ポケモン・ゴーから学ぶデジタル販促〜消費者感情に訴求し付加価値を創出

 グーグルや任天堂らが出資するシリコン・バレー新興企業ナイアンティック(Niantic)が開発したポケモン・ゴー(Pokemon Go)はいまや、米国市場最大のモバイル・ゲームであり、その人気を集客に利用しようとする企業や販促担当者が増えている。

 日本ではマクドナルドが最初の大手スポンサーとなり、日本国内の約3000店舗すべてにおいて、同ゲームで使える仮想品を提供し、集客効果をあげている。

 フォーブス誌が掲載したコンサルティング会社ベイン・インサイツ(Bain Insights)の寄稿記事によると、拡張現実モバイル・ゲームやモバイル・アプリケーションを集客に利用するにあたっては、その効果は企業の規模や業種に関係ない。

 たとえば、小規模事業主は、有償で広告を出すか、あるいはポケモン・ゴー利用の来店者に特典を提供するといった方法で来店者を増やすことが可能だ。

 ニューヨークのあるピザ店の場合、アプリケーション経由で10ドルを払い、10種類以上のモンスターを一時的に店内に呼び込んだ。
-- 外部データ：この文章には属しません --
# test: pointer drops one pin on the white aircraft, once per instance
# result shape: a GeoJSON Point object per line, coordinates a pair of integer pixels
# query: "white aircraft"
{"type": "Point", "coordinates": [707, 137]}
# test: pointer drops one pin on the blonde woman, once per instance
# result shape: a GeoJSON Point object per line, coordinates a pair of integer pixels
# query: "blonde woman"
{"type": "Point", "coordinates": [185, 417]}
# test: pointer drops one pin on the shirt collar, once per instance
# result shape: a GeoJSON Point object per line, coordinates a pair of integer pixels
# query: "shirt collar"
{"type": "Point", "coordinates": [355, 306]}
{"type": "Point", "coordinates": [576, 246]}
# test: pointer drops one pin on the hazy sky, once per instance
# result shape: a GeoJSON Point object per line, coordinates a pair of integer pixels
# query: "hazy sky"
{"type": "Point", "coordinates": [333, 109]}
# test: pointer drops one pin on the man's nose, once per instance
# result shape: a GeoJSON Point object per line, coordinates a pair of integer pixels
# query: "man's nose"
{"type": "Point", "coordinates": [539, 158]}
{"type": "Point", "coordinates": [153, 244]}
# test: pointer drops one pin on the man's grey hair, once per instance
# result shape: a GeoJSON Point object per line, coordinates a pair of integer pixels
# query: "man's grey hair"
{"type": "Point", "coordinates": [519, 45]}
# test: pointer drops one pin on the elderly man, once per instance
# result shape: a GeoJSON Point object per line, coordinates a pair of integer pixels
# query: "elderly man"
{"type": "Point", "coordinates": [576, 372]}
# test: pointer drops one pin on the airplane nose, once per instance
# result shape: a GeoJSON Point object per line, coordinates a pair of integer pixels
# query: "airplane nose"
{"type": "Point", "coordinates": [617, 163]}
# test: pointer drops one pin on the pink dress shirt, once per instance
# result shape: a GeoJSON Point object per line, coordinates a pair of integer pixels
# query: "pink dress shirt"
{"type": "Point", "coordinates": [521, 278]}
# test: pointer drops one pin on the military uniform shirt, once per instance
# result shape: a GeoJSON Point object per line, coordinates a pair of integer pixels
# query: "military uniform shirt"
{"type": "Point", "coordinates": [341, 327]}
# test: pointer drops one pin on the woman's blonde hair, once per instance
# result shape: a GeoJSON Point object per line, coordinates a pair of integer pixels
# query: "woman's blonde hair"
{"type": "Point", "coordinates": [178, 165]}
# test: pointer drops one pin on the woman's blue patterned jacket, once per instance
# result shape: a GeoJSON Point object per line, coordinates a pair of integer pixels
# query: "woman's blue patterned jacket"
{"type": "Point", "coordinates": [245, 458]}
ゲーム・プレイヤーらはそれらを「捕まえる」ために来店した結果、売り上げが75%増加した。

 ポケモン・ゴーの開発でポケモン(任天堂のキャラクター群の使用権を管理する会社)からキャラクター使用権を買ったナイアンティック(Niantic)は、「イングレス(Ingress)」という名前のよく似た拡張現実ゲームを約4年前に市場投入したが、ニッチ・ゲームの域を超えることはなかった。対照的にポケモン・ゴーは、1990年代に流行ったゲームや玩具の懐かしさに訴求して成功した。

 消費者の感情に訴えて製品の魅力を高める無形の特性を小売業界では「マジック(魔法)」と呼ぶ。ポケモン・ゴーのマジックは特に巧妙だ。

 消費者の心をつかむ企業とは、アルゴリズムやデータと販促マジックを一体化した体験を消費者に提供し、企業が自分たちを理解し、自分たちを助けようとしていると消費者に思わせるような関係を築くことができる企業だ。

 デジタルおよび実世界における消費者嗜好の変化をデータから読み取り、迅速に対応する能力も求められる。消費者にスマートフォン上で夕食の料理を選ばせ、食材がある場所まで案内するスーパーマーケット用アプリケーションの提供といったことも可能になる。